Ethereum Nodes and Clients: A Complete Guide

The terms “Ethereum client” and “Ethereum node” are often used interchangeably but there is a difference.

AccessTimeIconOct 8, 2021 at 4:33 p.m. UTC
Updated Mar 8, 2024 at 4:33 p.m. UTC

In the computing world, a “client” refers to any type of software that is downloaded onto your computer and helps you interact with another type of software or service provided by a server. For example, Gmail is a software client that connects to an email server and allows users to send and receive emails.

An Ethereum client is the software needed to allow Ethereum nodes to read blocks on the Ethereum blockchain and Ethereum-based smart contracts. A “node” is the running piece of the client software. In order to run a node, you have to first download an Ethereum client application.

What are Ethereum nodes?

A “node” is a computer that performs a certain function on the Ethereum network and runs client software in order to do so. Depending on what your specific needs are, whether it be a decentralized application (dapp) or a wallet, there are three different types of nodes that can be run by any client: full nodes, light nodes and archive nodes. Each node will interpret data differently and offer different methods for synchronization – this refers to how quickly your node is able to retrieve updated information for your client to interpret.

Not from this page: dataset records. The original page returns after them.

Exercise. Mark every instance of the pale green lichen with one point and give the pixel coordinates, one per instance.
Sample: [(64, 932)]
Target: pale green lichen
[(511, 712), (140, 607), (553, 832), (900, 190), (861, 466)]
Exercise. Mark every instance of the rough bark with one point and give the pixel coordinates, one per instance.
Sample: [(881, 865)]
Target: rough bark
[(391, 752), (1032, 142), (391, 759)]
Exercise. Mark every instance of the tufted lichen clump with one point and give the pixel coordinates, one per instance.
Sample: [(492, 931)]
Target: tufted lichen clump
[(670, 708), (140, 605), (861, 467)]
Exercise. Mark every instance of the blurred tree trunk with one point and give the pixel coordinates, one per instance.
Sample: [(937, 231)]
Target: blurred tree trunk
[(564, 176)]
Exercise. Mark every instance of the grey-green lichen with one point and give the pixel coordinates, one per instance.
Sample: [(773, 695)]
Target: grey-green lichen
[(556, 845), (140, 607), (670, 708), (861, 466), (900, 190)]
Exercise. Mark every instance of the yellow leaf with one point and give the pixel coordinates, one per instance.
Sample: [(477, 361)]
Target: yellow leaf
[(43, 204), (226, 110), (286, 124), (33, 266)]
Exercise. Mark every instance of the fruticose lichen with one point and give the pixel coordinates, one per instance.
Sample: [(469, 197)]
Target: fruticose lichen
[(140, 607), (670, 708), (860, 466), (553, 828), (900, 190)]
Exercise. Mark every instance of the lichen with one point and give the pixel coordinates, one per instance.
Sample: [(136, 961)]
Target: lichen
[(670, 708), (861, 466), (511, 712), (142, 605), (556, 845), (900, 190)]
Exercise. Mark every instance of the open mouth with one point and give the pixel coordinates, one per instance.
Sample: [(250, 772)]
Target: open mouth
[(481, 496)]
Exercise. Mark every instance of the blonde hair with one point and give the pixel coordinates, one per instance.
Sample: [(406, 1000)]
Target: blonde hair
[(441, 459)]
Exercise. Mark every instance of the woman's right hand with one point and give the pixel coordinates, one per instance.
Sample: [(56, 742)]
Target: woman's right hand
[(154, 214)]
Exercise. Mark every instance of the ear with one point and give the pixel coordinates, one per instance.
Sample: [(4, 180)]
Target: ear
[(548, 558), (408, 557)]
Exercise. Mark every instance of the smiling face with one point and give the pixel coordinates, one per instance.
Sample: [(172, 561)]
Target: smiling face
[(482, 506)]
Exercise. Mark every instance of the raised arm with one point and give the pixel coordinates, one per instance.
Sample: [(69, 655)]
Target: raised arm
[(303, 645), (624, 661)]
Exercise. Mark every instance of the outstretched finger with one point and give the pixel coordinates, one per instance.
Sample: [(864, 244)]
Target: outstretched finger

  • Full nodes are full of data; they store and can distribute all of the blockchain data from the Ethereum network. A full node will additionally participate in block validation (i.e. verify all blocks and states on the network).

An advantage of implementing a full node is that it can directly interact with any smart contract on the public blockchain. Full nodes can also directly deploy smart contracts into the public blockchain.

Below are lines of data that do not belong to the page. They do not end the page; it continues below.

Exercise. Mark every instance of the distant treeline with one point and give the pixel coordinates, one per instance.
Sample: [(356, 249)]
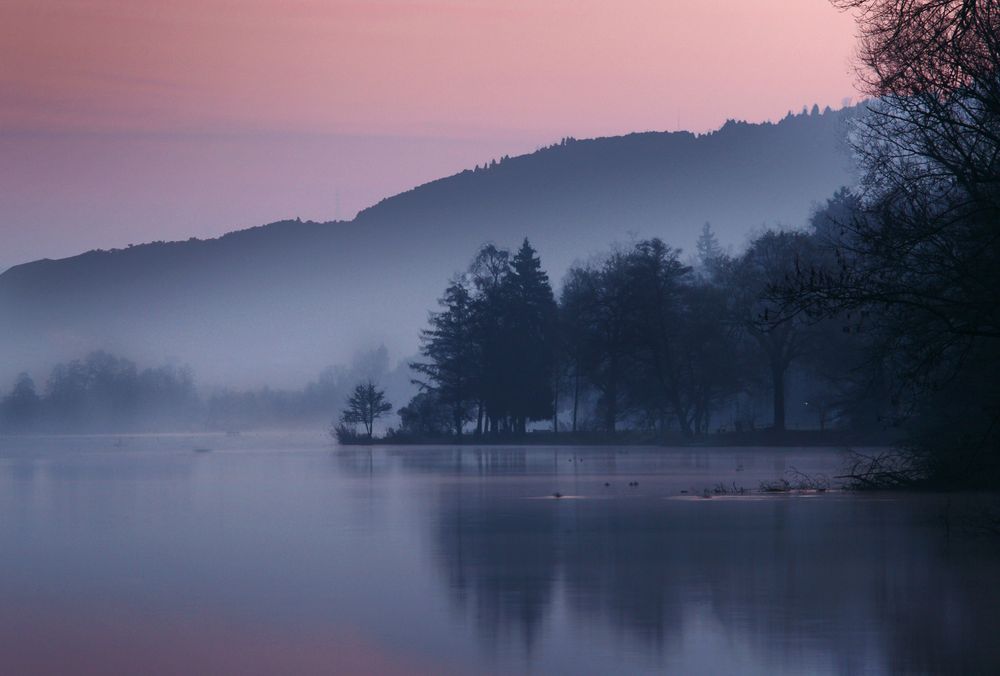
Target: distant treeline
[(106, 393), (886, 309), (642, 340)]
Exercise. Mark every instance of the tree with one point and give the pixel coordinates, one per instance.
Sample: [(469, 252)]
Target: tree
[(779, 334), (530, 332), (595, 307), (707, 248), (365, 405), (918, 258), (454, 356), (426, 415)]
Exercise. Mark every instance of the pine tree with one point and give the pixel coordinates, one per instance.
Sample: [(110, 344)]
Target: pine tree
[(531, 333), (707, 247), (365, 405)]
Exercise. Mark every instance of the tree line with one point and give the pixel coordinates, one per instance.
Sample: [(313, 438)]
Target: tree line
[(890, 300), (640, 339)]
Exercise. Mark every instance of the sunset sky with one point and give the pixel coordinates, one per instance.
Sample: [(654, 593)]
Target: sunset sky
[(131, 120)]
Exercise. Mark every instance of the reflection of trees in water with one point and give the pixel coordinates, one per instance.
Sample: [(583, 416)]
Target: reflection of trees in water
[(862, 584), (500, 563)]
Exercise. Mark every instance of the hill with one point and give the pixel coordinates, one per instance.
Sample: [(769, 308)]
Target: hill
[(274, 304)]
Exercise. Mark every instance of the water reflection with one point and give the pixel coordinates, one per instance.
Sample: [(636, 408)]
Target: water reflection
[(837, 583), (462, 558)]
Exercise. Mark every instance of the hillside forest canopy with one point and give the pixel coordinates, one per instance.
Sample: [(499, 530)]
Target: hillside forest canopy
[(879, 316)]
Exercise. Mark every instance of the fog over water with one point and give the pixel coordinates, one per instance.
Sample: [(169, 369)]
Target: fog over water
[(459, 560)]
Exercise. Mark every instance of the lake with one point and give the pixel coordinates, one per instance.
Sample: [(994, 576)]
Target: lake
[(285, 554)]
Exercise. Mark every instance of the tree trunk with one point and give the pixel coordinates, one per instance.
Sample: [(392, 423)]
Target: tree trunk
[(576, 397)]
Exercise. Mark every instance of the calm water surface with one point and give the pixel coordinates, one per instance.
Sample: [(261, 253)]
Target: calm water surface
[(284, 554)]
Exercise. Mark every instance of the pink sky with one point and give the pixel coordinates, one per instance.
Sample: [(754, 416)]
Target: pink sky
[(129, 120)]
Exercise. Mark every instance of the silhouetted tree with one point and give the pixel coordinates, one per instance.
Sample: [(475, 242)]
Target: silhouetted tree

However, the full use and storage of data, as well as direct smart contract functionality, comes at a cost. Full nodes can be taxing on your computer’s hardware and bandwidth resources. Retrieving full data can also be very time consuming, sometimes taking multiple days to sync your data when the node is first deployed. Then, the node must be maintained, upgraded and kept online in order to not have to repeat the full synchronization process.

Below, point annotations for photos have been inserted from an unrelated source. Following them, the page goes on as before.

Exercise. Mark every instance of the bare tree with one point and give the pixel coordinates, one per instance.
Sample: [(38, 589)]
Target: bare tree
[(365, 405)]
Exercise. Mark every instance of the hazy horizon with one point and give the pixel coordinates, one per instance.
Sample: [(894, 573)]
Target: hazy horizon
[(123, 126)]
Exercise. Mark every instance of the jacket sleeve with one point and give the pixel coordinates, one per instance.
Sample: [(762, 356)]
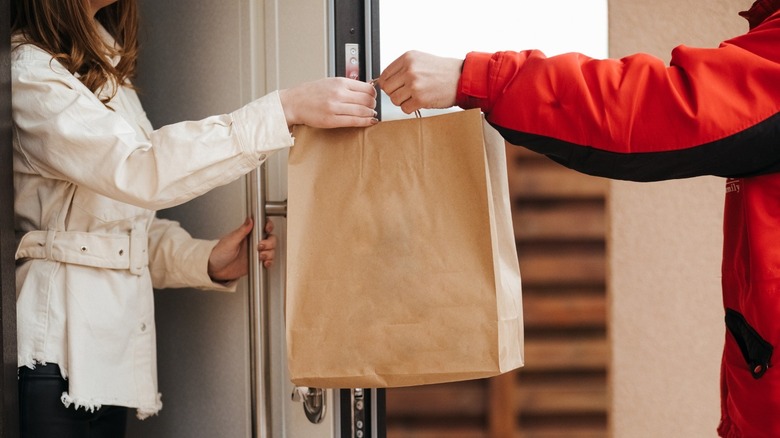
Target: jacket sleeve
[(176, 259), (64, 132), (709, 112)]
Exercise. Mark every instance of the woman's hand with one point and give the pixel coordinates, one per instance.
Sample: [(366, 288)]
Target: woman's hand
[(228, 260), (418, 80), (330, 103)]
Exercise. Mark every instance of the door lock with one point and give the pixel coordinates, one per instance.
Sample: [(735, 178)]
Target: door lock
[(313, 402)]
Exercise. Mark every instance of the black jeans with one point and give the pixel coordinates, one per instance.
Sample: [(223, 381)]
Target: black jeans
[(42, 414)]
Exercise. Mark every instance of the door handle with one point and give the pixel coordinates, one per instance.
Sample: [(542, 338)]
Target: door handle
[(313, 402)]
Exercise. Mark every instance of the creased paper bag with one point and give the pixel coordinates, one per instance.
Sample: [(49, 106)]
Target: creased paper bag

  • Light nodes are similar to the full node but handle less information. The light node stores header chain information (basic information stored in a block such as a timestamp and the hash of the previous block,) but will only receive additional information upon request. They are able to verify the validity of data but do not fully participate in block validation. Light nodes are almost always implemented within remote clients. Because these nodes do not take on more intensive data storage and writing processes, they have proven to be useful for low-capacity devices like smartphones.
  • Archive nodes are nodes that store all of the information that a full node does and builds an archive of historical blockchain states. Archive nodes will retain historical data even after a client has finished synchronization. Full and light nodes, on the other hand, will “prune” the historical blockchain data, meaning they can rebuild, but do not retain this information.

While archive nodes may not be useful for the average user, they have proven effective in the application of block explorers, wallet vendors and chain analytics.

What is an Ethereum client?

Clients can be useful for developers because they let them interact with the network and other network nodes using various programming languages. The Ethereum Foundation maintains several different clients for different programming languages, including Go, Rust, Java and C#. Various third-party developers have also created Ethereum clients for further language support.

The most common uses for Ethereum clients include transaction and mining interfaces, but its use cases can go far beyond basic blockchain interactions.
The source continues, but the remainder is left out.